The Marion Street Bridge is now one-way with approaches from the east side of the river: going south, cars turn right from Commercial Street; going west cars enter the bridge on Marion Street itself. The Center Street Bridge allows vehicles to travel from West Salem into the downtown area. Although the vehicle bridges do offer some pedestrian or bike lanes, it is advised to take the renovated Union Street Bridge if walking or riding a bike. Traffic across the river has always been a factor in city planning and continues to be a concern.

Other Events
  • Alfred W. Loucks becomes mayor. The auditorium of the Salem Public Library is later named for him.
  • The city is covered in three inches of snow after a surprise March snowstorm.
  • Under the sponsorship of the Baptist Church, United Gospel Mission is established to aid the homeless of the downtown area.
  • Local Rotary clubs become involved with the Willamette Scholarship Fund and the Rotary International Scholarship Fund.

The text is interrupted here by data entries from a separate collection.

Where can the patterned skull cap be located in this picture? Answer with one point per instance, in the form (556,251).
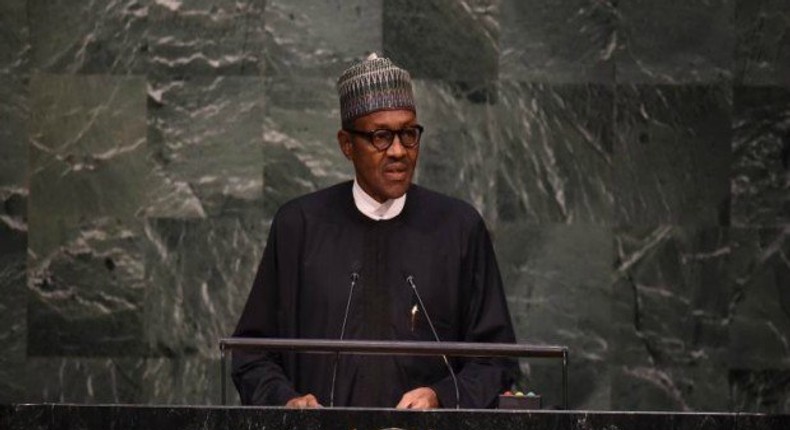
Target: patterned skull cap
(372,85)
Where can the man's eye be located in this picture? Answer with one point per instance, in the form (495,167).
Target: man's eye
(382,135)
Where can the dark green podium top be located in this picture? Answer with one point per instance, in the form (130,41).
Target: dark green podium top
(130,417)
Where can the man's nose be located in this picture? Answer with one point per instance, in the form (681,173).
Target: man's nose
(396,150)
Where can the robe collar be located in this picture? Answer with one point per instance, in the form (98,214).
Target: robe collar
(373,209)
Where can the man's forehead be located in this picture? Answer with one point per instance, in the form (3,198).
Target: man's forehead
(395,118)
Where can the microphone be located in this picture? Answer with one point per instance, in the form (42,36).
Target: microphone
(410,281)
(354,277)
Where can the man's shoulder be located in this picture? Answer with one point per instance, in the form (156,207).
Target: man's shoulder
(323,201)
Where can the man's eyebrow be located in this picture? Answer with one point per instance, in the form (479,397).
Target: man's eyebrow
(377,126)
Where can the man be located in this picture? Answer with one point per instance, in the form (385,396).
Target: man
(397,243)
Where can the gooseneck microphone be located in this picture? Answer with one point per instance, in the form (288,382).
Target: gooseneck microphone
(410,281)
(354,277)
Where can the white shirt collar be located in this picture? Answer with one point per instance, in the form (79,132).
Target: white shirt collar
(373,209)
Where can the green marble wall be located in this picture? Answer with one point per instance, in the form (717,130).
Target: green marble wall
(631,158)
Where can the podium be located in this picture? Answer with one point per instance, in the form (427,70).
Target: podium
(57,417)
(452,349)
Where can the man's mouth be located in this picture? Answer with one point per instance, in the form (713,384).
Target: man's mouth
(397,172)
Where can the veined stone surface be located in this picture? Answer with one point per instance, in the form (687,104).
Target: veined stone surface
(631,160)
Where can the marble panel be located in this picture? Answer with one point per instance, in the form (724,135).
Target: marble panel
(558,41)
(301,153)
(676,41)
(84,380)
(86,298)
(321,38)
(13,417)
(672,155)
(762,42)
(760,181)
(199,273)
(88,173)
(672,388)
(670,311)
(14,37)
(759,326)
(199,38)
(74,36)
(457,153)
(760,391)
(451,40)
(555,160)
(13,327)
(184,381)
(205,137)
(558,284)
(14,113)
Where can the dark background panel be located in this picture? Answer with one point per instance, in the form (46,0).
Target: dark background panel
(675,41)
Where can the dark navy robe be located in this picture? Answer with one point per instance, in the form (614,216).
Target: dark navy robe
(316,243)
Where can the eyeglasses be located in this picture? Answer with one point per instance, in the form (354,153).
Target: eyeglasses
(382,138)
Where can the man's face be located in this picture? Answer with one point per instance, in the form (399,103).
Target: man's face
(385,174)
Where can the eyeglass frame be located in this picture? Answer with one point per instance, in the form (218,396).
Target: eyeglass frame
(369,135)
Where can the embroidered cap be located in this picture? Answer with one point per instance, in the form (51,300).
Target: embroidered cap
(373,85)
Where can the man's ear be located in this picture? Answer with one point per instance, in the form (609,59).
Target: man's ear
(344,140)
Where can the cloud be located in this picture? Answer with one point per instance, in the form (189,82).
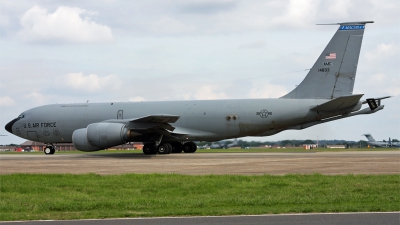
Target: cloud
(382,51)
(207,7)
(380,80)
(298,13)
(205,93)
(267,91)
(36,97)
(137,99)
(6,101)
(92,82)
(255,44)
(64,25)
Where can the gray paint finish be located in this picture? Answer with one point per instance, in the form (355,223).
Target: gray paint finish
(324,95)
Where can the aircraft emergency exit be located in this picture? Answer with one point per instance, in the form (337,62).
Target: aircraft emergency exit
(326,94)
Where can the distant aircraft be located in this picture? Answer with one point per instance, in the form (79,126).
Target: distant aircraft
(223,145)
(325,95)
(384,144)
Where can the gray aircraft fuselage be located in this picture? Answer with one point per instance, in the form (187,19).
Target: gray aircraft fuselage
(325,94)
(204,120)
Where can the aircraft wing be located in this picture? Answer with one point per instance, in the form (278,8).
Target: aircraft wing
(149,124)
(157,119)
(338,103)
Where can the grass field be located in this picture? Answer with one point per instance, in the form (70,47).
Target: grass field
(221,150)
(67,196)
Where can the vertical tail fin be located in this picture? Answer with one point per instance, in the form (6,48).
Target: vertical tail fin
(369,137)
(334,72)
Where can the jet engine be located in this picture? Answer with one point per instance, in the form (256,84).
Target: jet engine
(98,136)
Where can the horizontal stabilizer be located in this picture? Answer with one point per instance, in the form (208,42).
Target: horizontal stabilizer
(338,103)
(157,119)
(374,103)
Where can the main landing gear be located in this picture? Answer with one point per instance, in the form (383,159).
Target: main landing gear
(49,149)
(169,147)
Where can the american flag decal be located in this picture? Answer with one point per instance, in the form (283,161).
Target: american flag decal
(330,56)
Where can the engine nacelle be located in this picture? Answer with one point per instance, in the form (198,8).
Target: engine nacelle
(79,138)
(98,136)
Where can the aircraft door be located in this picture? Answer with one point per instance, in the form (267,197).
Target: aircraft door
(120,115)
(32,135)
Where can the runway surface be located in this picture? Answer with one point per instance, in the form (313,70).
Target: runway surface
(295,219)
(349,162)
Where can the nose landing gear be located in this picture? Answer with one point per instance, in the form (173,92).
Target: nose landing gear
(167,148)
(49,149)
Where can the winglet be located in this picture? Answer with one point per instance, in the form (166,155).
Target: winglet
(347,23)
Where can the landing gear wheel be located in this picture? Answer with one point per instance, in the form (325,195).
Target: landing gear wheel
(194,146)
(188,147)
(49,150)
(164,148)
(176,147)
(148,149)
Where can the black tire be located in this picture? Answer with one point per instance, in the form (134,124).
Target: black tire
(148,149)
(188,147)
(176,147)
(49,150)
(194,146)
(163,148)
(169,148)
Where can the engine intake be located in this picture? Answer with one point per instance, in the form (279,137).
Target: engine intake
(98,136)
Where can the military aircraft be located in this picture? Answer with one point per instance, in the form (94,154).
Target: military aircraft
(384,144)
(325,95)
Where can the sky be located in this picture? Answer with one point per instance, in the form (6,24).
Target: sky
(110,50)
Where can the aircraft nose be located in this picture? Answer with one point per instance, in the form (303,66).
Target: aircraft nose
(9,125)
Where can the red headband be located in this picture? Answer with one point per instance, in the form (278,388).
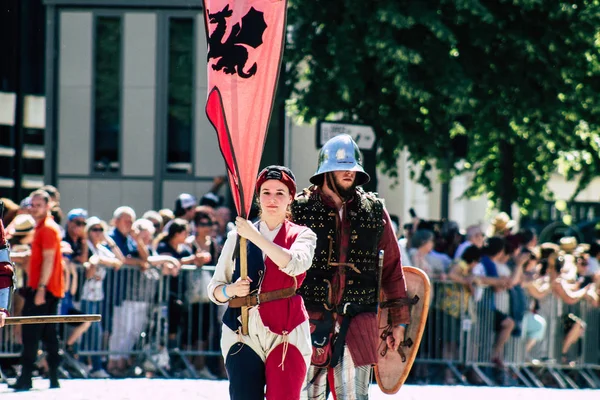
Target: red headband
(278,174)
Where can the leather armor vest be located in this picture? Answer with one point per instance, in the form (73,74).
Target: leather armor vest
(365,214)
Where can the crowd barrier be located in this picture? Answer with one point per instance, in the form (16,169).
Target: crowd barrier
(167,326)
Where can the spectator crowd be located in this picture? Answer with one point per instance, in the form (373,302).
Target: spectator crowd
(114,268)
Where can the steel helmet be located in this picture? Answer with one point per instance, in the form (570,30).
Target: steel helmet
(340,153)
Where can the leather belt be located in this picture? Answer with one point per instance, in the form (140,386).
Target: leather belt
(258,298)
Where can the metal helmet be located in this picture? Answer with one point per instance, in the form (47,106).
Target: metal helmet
(340,153)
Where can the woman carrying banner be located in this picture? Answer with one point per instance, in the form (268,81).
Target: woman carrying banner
(276,351)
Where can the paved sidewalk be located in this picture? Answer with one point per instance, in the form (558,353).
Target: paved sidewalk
(156,389)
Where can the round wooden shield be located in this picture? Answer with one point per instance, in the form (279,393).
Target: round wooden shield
(392,368)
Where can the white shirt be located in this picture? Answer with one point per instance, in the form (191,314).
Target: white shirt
(302,250)
(593,266)
(461,249)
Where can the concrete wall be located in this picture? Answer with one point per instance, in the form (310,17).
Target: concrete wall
(135,185)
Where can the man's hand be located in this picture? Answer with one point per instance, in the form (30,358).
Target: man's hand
(393,341)
(40,297)
(246,229)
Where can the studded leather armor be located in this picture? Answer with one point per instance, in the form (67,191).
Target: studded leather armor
(365,214)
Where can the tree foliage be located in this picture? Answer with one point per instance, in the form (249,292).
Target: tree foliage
(518,80)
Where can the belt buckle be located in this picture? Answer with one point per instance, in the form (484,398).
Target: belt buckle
(345,309)
(257,298)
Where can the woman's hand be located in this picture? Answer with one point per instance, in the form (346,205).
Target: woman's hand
(246,229)
(202,258)
(240,288)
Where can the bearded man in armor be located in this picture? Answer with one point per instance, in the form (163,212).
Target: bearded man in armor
(342,288)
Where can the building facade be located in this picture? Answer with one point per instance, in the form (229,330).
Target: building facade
(105,99)
(126,89)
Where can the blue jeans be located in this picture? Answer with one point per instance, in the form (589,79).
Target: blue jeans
(92,339)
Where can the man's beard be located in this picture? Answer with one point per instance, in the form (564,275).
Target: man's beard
(344,193)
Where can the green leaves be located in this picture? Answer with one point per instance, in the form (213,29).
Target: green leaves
(521,72)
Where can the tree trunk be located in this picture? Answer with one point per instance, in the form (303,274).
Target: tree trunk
(507,174)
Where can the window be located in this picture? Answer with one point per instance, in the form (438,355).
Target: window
(180,92)
(107,95)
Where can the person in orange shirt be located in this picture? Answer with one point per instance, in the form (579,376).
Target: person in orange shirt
(45,287)
(3,315)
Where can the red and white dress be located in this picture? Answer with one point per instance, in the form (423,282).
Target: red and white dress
(277,350)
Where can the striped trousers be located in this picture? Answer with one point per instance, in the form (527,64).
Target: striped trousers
(350,382)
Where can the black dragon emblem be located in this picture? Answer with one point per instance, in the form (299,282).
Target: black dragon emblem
(232,55)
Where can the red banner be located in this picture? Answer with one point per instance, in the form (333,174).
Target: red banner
(245,46)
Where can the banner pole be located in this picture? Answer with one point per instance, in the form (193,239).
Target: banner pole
(244,275)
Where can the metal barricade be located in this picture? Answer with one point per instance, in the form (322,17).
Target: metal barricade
(166,325)
(457,321)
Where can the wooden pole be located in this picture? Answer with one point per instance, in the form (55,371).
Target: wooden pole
(244,275)
(52,319)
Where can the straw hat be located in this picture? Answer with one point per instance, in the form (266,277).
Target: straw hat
(22,225)
(500,223)
(568,244)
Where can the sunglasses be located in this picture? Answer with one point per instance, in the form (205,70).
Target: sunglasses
(205,224)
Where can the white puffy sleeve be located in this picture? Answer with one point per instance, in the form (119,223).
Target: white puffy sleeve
(225,266)
(302,251)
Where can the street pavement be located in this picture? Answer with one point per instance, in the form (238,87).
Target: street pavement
(151,389)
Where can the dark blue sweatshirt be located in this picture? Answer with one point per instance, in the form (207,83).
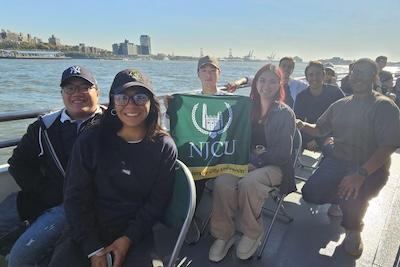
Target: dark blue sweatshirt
(114,188)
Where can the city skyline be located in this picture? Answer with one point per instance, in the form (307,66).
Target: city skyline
(310,30)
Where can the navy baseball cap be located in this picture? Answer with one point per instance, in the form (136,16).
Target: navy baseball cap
(77,71)
(128,78)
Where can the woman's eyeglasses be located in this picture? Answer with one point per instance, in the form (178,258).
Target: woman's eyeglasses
(72,89)
(139,99)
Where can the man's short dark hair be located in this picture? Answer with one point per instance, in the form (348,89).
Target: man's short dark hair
(288,59)
(381,58)
(314,63)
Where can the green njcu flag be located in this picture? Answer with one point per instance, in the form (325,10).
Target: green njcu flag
(212,133)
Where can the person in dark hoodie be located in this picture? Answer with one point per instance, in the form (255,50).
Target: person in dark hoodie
(37,165)
(119,181)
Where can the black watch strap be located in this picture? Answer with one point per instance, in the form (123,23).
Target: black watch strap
(362,172)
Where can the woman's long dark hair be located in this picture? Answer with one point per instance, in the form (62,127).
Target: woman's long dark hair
(255,96)
(112,124)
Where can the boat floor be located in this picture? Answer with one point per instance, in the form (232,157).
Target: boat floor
(312,238)
(315,239)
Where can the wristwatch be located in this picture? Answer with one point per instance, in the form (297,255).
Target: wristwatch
(362,172)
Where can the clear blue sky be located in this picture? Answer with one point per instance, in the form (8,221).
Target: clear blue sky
(310,29)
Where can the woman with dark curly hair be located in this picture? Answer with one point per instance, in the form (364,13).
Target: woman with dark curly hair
(119,181)
(273,126)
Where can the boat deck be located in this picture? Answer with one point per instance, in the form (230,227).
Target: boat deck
(313,238)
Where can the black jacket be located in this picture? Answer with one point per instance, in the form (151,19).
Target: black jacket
(34,169)
(279,132)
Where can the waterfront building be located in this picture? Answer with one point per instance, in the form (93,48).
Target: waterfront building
(145,45)
(54,41)
(125,49)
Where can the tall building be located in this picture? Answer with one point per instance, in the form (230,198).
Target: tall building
(54,41)
(128,49)
(145,45)
(116,49)
(125,49)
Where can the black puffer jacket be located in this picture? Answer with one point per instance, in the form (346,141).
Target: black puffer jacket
(35,170)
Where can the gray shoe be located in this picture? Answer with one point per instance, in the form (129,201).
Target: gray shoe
(193,234)
(247,247)
(335,211)
(220,248)
(353,244)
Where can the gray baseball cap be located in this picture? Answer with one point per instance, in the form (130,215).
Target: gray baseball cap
(77,71)
(208,60)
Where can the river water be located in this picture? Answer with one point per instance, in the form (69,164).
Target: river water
(34,84)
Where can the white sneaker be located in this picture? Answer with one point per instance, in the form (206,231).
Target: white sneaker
(247,247)
(220,248)
(353,244)
(335,211)
(193,234)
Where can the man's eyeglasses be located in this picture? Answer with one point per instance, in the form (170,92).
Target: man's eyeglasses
(139,99)
(72,89)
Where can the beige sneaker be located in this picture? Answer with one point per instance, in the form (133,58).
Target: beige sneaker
(193,234)
(353,244)
(220,248)
(247,247)
(335,211)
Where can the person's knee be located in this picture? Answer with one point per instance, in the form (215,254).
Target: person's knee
(222,187)
(246,185)
(311,194)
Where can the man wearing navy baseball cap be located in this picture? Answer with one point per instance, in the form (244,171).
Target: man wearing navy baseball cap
(38,166)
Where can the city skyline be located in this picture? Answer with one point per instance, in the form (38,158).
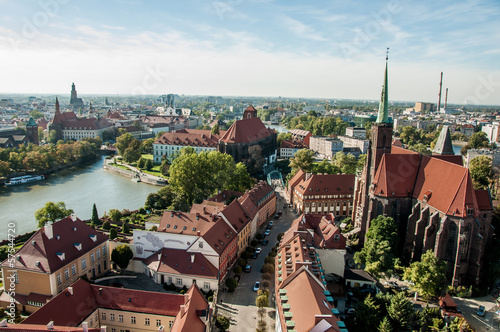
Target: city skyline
(253,48)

Since 1950, Rotary Club members adopt American Field Service students and pay travel costs.
  • The Scottish Rite Temple of the Masonic Order holds services in a new facility in the 500 block of South Commercial Street. Purchased the year before, much volunteer as well as professional labor had gone into preparing this site.
  • The third structure of the First Christian Church is erected on the 1902 church site at the southeast corner of Church and High Streets. The original sanctuary, built in 1867, was known as the "little brick church".
North Capitol Mall in 1951
  • Three of the new state buildings are complete on North Capitol Mall. Since construction began in 1937, it was known that the fourth building would have to wait until the First Presbyterian Church was moved diagonally across Winter Street. The church structure on the northeast corner of Chemeketa and Winter Streets (at right center in the photograph above), facing Chemeketa, had been erected and dedicated in 1928 on what was thought to be a permanent site. In anticipation of a move (1958-9), the church began purchasing property on the west side of Winter Street in 1946. By 1951, the Rigdon house at the southwest corner of Chemeketa and Winter Streets, had been demolished. Four more on Winter and around the corner would follow by 1963 when the church property extended around the corner onto Court Street. This signaled the end of the historic residential neighborhood of "Piety Hill" associated with the most prominent pioneer families of Salem. Its proximity to Willson Park, the capitol and Willamette University had made it a fashionable place to live, but the posh residential neighborhood was already that of Fairmount Hill.
  • A barnlike structure serves as a facility for car parking at Liberty and Ferry Streets. This is an earlier version of the current Liberty Parkade and the other covered parking facilities downtown that were created in the next twenty years to relieve the problem of parking for potential shoppers.